You can book your ticket here!
Alcohol and cancer risks: A guide for health professionals
SHAAP has just published an updated version of its Alcohol and cancer risks: a guide for health professionals. This updates previous guidance from SHAAP to summarise for health professionals the links between alcohol consumption and cancers. The guide uses the latest data so that health professionals can use opportunities in their work to intervene to reduce risks.
Love your Liver campaign at the Labour Party conference
British Liver Trust will host their Love your Liver unit at the Labour Party conference to provide free liver health screening and scans to MPs and raise public awareness of the risk factors for liver disease including alcohol intake.
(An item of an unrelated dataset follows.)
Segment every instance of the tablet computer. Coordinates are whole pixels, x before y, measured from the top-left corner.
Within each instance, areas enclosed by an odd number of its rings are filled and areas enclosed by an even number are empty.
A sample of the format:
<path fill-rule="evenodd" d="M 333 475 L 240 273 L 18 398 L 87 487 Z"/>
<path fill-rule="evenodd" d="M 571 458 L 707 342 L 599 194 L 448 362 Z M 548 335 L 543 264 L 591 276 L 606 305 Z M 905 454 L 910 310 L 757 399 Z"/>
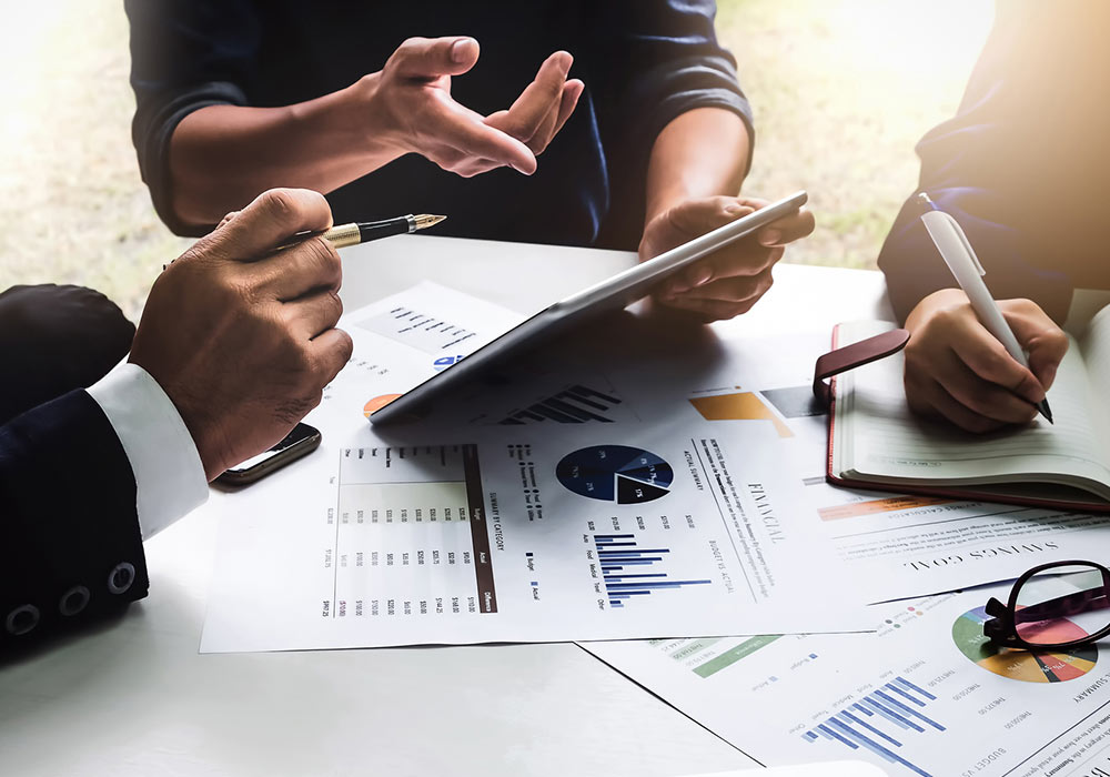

The event will take place between 10am – 4pm on Tuesday 27 September at Royal Albert Dock, Liverpool L3 4AF (outside the Martin Luther King Museum).
Tackling stigma in action: visibility, education and language
8 November, 9.30am
AHA parliamentary reception
Alcohol Health Alliance
16 November, 3–5pm
More information to follow
MCA annual symposium on alcohol and health
Medical Council on Alcohol
Public health team efforts to reduce alcohol harms at local authority level: New insights from ExILEnS and CICA research on licensing and community-led approaches
ExILEnS and CICA, University of Stirling
More information to follow
Meet the Members
Every month, we speak to a member of the AHA to find out more about what they do and how their organisation is working to end alcohol harm.
Today we meet Sue Taylor, head of alcohol policy at Balance, who has been with the programme since it launched in 2009.
How does your organisation help to reduce alcohol harm?
Balance is commissioned by local authority public health teams in seven localities in the north east of England. We take an evidence-based approach to alcohol harm reduction and work with partners to run mass media campaigns that raise awareness of the harms associated with alcohol; liaise with local, national and international colleagues to advocate for evidence-based measures to influence the price, promotion and availability of alcohol; and promote innovative and joined up approaches within our commissioning localities.
What inspires you most in your job?
As someone from the north east, I am inspired by the challenge of making the region a better place for people to live. Our area suffers from some of the greatest alcohol-related harms and health inequalities, so we work in a difficult environment. However, the commitment of partners across the system to make a difference and improve people’s lives is hugely inspiring. I genuinely believe that by working together, we will reduce alcohol harms and ensure that the north east is a happier, healthier place for our children to grow up.
What change do you think would make the biggest difference in reducing alcohol harm?
I believe that the biggest step in reducing alcohol harm would be to denormalise alcohol, as colleagues have done with tobacco. This means making alcohol less affordable, available and desirable. This requires a positive and proactive government, committed to following the evidence-base and working independently from the alcohol industry.